Spark
Allows the use of the default Spark I/O features in batch and streaming.
Code repository: https://github.com/AmadeusITGroup/dataio-framework/tree/main/src/main/scala/com/amadeus/dataio/pipes/spark
Useful links:
Common
The following fields are available for all spark components:
Name | Mandatory | Description | Example | Default |
---|---|---|---|---|
path | No | The directory where the data is stored. Note that you may rely on path templatization. | path = "hdfs://path/to/data" | |
table | No | Specifies the table name for reading data, particularly useful when using Unity Catalog. | table = "myproject.mytable" | |
format | No | The format to use to read the data | format = "csv" | The value is set as default in Spark configuration: spark.sql.sources.default |
schema | No | The schema of the input data. See the schema definitions page for more information. | schema = "myproject.models.MySchema" | |
date_filter | No | Pre-filter the input to focus on a specific date range. | See the date filters page for more information. | |
repartition | No | Matches the Spark Dataset repartition function, either by number, expressions or both. One argument, either `exprs` or `num`, is mandatory. | repartition { num = 10, exprs = "upd_date" } | |
coalesce | No | Matches the Spark Dataset coalesce function. | coalesce = 10 | |
options | No | Spark options, as key = value pairs. The list of available options is available in the official Spark API documentation for the DataFrameReader | options { header = true } |
The date_filter field is never mandatory, but be aware that omitting it could result in processing years of data.
Batch
Input
Type: com.amadeus.dataio.pipes.spark.batch.StorageInput
Output
Type: com.amadeus.dataio.pipes.spark.batch.StorageOutput
Streaming
Input
Type: com.amadeus.dataio.pipes.spark.streaming.StorageInput
Output
Type: com.amadeus.dataio.pipes.spark.streaming.StorageOutput
Name | Mandatory | Description | Example | Default |
---|---|---|---|---|
trigger | No | Sets the trigger for the stream query.

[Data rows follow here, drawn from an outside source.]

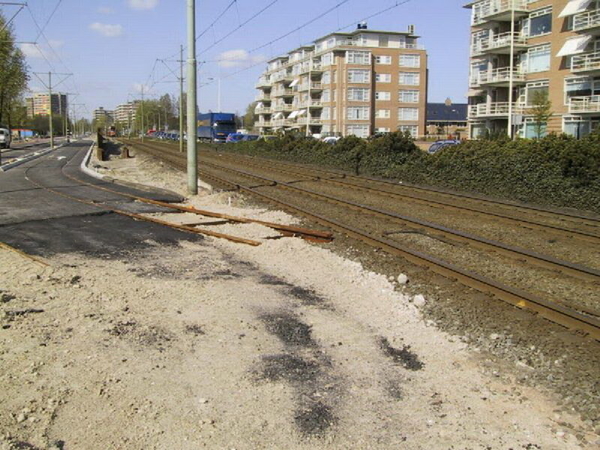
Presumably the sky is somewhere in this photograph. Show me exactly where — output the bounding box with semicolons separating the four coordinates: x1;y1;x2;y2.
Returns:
5;0;470;118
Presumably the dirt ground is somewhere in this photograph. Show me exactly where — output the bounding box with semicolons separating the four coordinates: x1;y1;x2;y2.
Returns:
0;147;600;450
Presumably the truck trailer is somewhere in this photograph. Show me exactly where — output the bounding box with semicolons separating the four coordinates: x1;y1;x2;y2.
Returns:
198;113;236;142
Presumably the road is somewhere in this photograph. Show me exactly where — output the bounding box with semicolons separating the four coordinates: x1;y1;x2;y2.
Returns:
0;141;198;255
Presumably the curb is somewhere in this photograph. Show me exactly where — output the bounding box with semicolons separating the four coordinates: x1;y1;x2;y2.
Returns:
0;144;64;172
79;142;186;203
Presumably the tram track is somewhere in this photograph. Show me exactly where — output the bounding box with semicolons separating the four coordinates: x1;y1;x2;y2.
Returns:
120;141;600;339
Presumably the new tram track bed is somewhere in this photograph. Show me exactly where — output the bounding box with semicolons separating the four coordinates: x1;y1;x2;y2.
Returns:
117;142;600;431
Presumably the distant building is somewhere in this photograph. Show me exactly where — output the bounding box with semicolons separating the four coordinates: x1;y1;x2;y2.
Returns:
427;99;469;138
115;101;139;124
255;24;427;137
25;93;68;118
94;106;115;124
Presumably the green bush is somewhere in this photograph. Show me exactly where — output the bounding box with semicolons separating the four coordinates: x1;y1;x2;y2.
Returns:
209;132;600;212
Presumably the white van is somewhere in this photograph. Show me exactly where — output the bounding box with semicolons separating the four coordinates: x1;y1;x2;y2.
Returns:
0;128;10;149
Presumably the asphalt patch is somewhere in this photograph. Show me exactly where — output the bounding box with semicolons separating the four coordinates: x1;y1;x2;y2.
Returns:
260;313;317;347
0;213;203;259
259;353;321;383
294;402;336;436
379;337;424;371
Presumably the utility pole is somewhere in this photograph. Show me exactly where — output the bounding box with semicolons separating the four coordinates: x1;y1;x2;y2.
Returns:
141;84;146;142
179;45;183;153
33;72;73;150
187;0;198;195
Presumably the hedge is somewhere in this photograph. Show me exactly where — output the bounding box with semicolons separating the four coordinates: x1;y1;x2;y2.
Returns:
207;132;600;213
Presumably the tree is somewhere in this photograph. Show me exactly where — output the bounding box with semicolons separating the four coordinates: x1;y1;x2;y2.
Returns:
0;12;29;127
244;102;257;131
529;91;552;139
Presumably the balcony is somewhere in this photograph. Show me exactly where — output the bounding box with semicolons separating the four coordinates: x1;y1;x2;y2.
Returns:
471;0;529;25
472;67;525;87
569;95;600;114
573;9;600;34
571;51;600;74
469;102;527;119
471;32;527;55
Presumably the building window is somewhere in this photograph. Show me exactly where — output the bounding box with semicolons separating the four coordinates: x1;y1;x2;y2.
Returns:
348;69;371;83
398;90;419;103
348;88;369;102
375;73;392;83
398;108;419;120
346;125;369;138
375;55;392;64
346;106;369;120
321;53;333;66
346;50;371;64
525;81;549;106
398;72;420;86
400;55;421;68
523;7;552;37
398;125;419;137
525;44;550;73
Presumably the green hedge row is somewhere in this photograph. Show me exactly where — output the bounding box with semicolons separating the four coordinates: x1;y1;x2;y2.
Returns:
205;132;600;212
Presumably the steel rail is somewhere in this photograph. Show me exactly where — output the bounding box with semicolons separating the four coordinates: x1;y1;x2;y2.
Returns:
200;149;600;242
127;140;600;340
25;148;261;247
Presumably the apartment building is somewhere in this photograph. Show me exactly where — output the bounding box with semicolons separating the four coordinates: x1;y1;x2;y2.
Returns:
466;0;600;138
255;24;427;137
115;101;138;124
94;106;115;124
25;93;68;118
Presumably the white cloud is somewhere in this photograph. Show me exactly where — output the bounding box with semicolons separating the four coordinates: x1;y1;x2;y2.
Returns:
21;44;45;59
127;0;158;9
90;22;123;37
133;83;150;94
217;48;266;67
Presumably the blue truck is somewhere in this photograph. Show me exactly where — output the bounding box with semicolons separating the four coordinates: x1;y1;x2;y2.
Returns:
198;113;236;142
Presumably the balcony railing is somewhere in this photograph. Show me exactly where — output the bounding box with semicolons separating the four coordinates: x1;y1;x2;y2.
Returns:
472;67;525;85
573;9;600;31
469;102;527;119
569;95;600;114
471;0;527;25
571;51;600;72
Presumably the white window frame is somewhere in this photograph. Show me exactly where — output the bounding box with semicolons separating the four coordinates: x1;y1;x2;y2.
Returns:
398;53;421;69
346;50;371;66
348;69;371;83
346;106;371;120
398;107;419;122
346;87;371;102
375;55;392;66
398;89;420;103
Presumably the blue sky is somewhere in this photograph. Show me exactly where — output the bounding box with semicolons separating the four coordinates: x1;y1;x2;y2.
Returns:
4;0;470;119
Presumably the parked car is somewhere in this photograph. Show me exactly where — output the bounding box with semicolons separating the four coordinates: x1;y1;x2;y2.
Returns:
225;133;246;144
0;128;11;148
242;134;258;141
323;136;341;145
427;139;460;155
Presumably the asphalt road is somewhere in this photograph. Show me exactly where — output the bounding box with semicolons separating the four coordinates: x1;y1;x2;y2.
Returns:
0;141;202;256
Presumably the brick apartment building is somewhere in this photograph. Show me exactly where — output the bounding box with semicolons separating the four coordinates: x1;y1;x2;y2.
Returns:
466;0;600;138
255;24;427;137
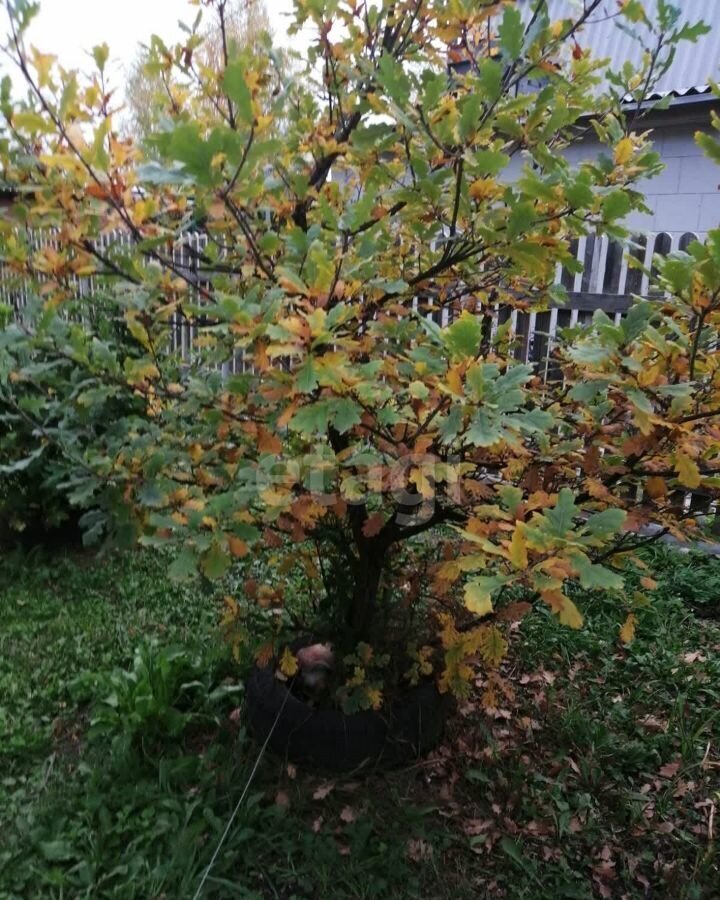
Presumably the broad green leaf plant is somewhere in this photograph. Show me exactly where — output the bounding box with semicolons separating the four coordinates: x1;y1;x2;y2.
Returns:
0;0;720;708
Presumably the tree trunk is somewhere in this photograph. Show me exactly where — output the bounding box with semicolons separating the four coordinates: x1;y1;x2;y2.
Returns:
347;541;386;642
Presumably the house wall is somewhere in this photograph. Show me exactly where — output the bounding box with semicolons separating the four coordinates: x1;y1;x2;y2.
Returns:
568;123;720;235
503;104;720;241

Can be AvailableNow, Continuous or empty. Controls the trigger() Spark function. In case no Trigger is defined, will set a ProcessingTime trigger. | trigger = "AvailableNow" | |
duration | No | It is used in the ProcessingTime trigger. | duration = "60 seconds" | |
timeout | Yes | Controls the amount of time before returning from the streaming query, in hours. | timeout = 24 |